The holy grail of knowledge management is the ability to extract key pieces of information from the minds of lawyers and case teams in a searchable format that is accessible firmwide independent of any individual legal practitioner. From preserving and sharing institutional knowledge to ensuring the right talent is tapped for a given matter, the potential value of this AI powered offering is material.

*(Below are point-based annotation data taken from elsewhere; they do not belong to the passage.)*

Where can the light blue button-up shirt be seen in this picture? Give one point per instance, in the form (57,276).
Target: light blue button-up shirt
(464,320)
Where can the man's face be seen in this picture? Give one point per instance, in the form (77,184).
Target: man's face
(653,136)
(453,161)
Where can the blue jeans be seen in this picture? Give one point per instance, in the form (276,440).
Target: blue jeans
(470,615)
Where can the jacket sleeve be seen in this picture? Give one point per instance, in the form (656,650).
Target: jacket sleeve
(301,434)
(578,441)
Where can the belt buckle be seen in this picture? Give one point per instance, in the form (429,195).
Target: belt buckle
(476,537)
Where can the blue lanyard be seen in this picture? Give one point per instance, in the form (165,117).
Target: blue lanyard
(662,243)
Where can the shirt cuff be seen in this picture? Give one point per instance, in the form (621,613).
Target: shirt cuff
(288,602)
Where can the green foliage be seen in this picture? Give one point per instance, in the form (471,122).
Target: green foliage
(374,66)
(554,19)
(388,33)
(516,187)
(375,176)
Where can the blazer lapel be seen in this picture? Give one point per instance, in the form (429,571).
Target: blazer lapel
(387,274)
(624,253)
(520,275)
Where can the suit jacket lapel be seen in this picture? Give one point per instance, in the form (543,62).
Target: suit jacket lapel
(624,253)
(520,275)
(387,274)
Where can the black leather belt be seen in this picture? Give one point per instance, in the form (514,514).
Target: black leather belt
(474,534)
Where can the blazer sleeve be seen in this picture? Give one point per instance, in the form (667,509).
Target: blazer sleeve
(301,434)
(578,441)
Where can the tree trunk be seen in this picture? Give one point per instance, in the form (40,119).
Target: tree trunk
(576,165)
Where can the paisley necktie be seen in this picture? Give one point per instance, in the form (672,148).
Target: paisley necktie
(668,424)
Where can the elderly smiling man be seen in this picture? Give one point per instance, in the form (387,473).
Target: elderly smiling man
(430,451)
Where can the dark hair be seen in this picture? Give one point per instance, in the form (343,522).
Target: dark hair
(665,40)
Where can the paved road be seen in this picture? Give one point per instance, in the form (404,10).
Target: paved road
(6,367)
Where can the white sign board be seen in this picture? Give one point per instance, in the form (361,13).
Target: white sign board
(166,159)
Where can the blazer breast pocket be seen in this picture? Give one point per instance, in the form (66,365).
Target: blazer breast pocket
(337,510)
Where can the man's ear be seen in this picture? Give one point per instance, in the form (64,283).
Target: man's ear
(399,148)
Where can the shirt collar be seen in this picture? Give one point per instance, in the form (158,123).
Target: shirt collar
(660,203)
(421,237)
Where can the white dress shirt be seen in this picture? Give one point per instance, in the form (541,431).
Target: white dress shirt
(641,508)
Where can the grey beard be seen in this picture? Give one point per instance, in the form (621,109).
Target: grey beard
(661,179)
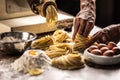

Some practitioners are using AI powered insights from past matters to inform settlement discussions or funding analysis on current cases. In this fascinating emerging area of legal technology, AI software generates predictive results that forecast case outcomes based on various data inputs from past matters. Various AI tools on the market aggregate court decisions at the state or federal level to make predictions of rulings based on specific fact patterns, judges, or districts.
Legal AI and you
Both savvy firms and startups are doubling down on integrating AI technology across their organizations to differentiate themselves and gain a competitive advantage over the competition. Practitioners that embrace these emerging technologies are able to dramatically accelerate their career trajectory. The first step in embracing the AI powered future of the legal sector is to educate yourself beyond what you may have learned in law school. I recommend that you seek out insights from a resident data dork (like myself), read the technology rags, or reach out to your technology partners to begin. Start the journey now, because the paths between those who are embracing tech and those who are failing to do so have already begun to diverge, and the former are the clear victors.